Unable to secure funds for the operations she needed, Hussain raised the money herself, paying over $11,000 for treatments in Erbil.
Much of the work she does with Yazidi survivors focuses on economic opportunities, helping them to build and sustain independent lives. “These women have been excluded from their community so we’re helping them to address mental health issues but also equipping them with the skills they need to be self-reliant,” she says.
Ideas Beyond Borders is providing an Innovation Hub grant to fund a two-month entrepreneurship project for Yazidi female survivors looking to start their own businesses. Beginning in October, the workshops will focus on starting and managing small livelihood projects as well as practical skills like driving.

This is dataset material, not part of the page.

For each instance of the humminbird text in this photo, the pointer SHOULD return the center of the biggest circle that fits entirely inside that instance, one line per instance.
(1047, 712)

“What happened to Yazidis remains a scar in the history of us as species; the only way to heal that scar is to get Yazidis to get back on their feet and empower them to find market solutions to the challenges they face so they don't need to depend on anyone but themselves.” says Faisal Saeed Al Mutar, founder and president of Ideas Beyond Borders.
Many of the women Hussain works with live in refugee camps and struggle to afford food for their families. “Most of these women lost the male members of their families during the war and they are left to support the children. In many cases, they are unable to provide them with the basic requirements of life,” she says.
“They are just looking for an opportunity to earn money or start their own business, even if it’s on a very small scale. Giving them this opportunity could save their lives and those of their children.”